# When to switch from puppy to adult formula?



## Oaklys Dad (Dec 28, 2005)

I don't think you will find much on concensus here but when I brought Oakly home at 7 weeks he was already on adult food and I kept him on it as the breeder felt the adult food would slow the growth and make for better bone development. Oakly switched from 3x to 2x at about 6 months.


----------



## BeauShel (May 20, 2007)

I switched Bama over to adult food when he was around 5-6 months old. My breeder recommended it.


----------



## spruce (Mar 13, 2008)

we got young Bridger at 6 months & he was eating puppy food -- -after reading many, many opinions we opted to go adult


----------



## gggirl (May 8, 2008)

2x's a day around 5 months. They usually will stop eating the midday meal and then you will know


----------



## gggirl (May 8, 2008)

around 5 months.
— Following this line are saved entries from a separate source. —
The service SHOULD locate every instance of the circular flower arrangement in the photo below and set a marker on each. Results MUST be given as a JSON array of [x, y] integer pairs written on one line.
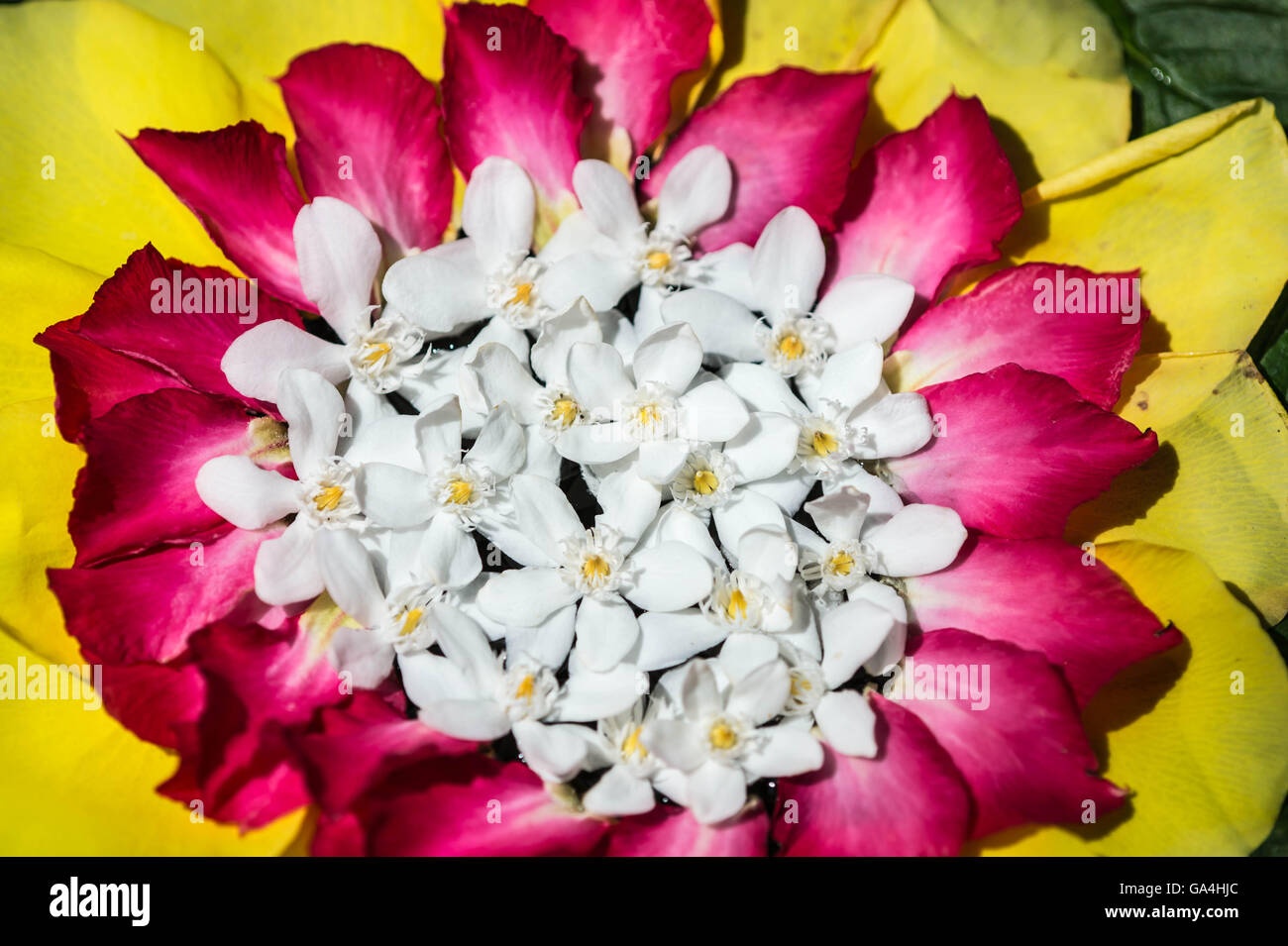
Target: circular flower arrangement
[[660, 510]]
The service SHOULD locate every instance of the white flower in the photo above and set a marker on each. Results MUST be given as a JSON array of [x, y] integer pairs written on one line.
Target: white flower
[[720, 742], [601, 568]]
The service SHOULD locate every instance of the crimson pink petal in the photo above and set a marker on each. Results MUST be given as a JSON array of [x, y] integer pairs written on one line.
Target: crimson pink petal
[[790, 137], [368, 126], [627, 73], [1042, 594], [147, 606], [1017, 451], [928, 202], [1000, 322], [673, 832], [237, 181], [507, 91], [907, 802], [1020, 749]]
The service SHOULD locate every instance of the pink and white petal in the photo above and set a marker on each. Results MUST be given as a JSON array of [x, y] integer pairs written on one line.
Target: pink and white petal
[[1019, 452], [146, 606], [673, 832], [669, 639], [1042, 594], [787, 264], [528, 78], [722, 326], [848, 723], [764, 447], [666, 578], [1019, 747], [915, 541], [372, 106], [669, 357], [711, 411], [286, 568], [237, 181], [928, 202], [256, 360], [910, 800], [696, 190], [526, 596], [866, 306], [806, 168], [338, 254], [248, 495], [997, 321], [441, 289], [606, 631], [629, 73]]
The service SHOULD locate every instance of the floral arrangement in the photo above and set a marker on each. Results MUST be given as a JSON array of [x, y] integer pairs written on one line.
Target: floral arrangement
[[604, 461]]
They usually will stop the midday meal and you will know.


----------



## bluetou (Oct 13, 2008)

i have never heard of switching over to adult food when they are this young? why is this? 
I am new to the boards, which means I am a PROUD owner of a beautiful female golden Maggie.
Although I am not new to the golden breed, as we did have two amazing Golden Retrievers, My puppy years are so far in the past I can not remember a darn thing.

I would love to hear both sides of this issue ...I want to do what is best for Maggie. She is a large for her size (4 months), she was the largest in the litter.

I see some say that the puppies will eventually go down to two meals...wow, my dog eats like there is no next meal coming, this will totally surprise me if she can go skipping a middle meal. She scares me when she eats, she inhales it...I always worry of bloat.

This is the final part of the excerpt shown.